The Department for Environment, Food and Rural Affairs (Defra) had closed an abattoir near Brentwood, run by Cheale Meats. A pig had been reported as having a blistered nose.
Defra originally imposed a livestock-movement ban within an eight-kilometre (five-mile) radius of the premises. This has now been lifted.
Debby Reynolds, Chief Veterinary Officer said yesterday: “Further negative laboratory test results tonight for foot-and-mouth disease and swine vesicular disease mean that restrictions have been lifted on the slaughterhouse in Essex, and the farm the pigs originated from. The 8km radius zone surrounding the slaughterhouse has also been removed.
“The swift response of the State Veterinary Service, Meat Hygiene Service, and Institute for Animal Health and the subsequent handling of this suspect case has demonstrated the strength of our contingency plan, and our partnership with the industry.”

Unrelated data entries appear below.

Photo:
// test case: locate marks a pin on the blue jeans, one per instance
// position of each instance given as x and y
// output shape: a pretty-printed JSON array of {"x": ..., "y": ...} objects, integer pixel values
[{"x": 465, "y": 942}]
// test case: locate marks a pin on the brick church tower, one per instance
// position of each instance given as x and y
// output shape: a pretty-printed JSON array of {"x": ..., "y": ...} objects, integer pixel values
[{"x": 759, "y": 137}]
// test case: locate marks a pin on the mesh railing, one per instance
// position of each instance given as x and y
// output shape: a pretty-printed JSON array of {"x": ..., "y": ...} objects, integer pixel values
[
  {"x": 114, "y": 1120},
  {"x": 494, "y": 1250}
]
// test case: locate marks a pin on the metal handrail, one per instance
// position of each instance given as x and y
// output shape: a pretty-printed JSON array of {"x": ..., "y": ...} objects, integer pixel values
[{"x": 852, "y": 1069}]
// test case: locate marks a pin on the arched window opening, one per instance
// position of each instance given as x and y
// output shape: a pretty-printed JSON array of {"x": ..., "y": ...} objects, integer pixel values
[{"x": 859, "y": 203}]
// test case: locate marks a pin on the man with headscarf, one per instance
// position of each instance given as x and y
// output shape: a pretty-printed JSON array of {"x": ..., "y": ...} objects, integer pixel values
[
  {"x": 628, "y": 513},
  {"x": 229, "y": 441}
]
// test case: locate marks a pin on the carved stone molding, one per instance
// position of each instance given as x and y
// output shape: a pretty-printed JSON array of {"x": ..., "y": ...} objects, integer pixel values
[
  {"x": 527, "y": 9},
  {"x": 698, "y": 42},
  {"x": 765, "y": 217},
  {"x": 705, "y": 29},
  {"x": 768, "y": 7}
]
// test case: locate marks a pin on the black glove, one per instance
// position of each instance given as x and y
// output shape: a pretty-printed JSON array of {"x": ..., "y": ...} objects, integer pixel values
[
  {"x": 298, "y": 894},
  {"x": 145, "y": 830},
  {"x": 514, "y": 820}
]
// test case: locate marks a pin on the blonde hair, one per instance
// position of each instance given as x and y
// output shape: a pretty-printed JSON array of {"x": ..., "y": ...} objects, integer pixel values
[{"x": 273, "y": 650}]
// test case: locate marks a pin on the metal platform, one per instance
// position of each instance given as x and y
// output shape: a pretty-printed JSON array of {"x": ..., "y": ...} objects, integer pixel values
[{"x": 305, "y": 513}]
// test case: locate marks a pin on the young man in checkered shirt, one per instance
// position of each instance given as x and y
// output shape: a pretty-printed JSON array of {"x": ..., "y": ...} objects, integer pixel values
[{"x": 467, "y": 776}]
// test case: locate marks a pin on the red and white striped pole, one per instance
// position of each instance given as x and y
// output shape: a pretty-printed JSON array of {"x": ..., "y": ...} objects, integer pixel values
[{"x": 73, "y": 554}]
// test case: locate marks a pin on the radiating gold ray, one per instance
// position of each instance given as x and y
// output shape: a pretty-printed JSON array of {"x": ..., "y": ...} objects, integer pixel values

The alarm came on the very day Environment Secretary David Miliband was walking the moors of West Yorkshire to celebrate the first anniversary of the full implementation of right-to-roam legislation. The 2001 outbreak of foot-and-mouth disease (FMD) led to the closing of huge swathes of the British countryside and the destruction of thousands of farm animals.
Pigs carrying FMD were transported to the Essex abattoir of Cheale Meats during the 2001 outbreak.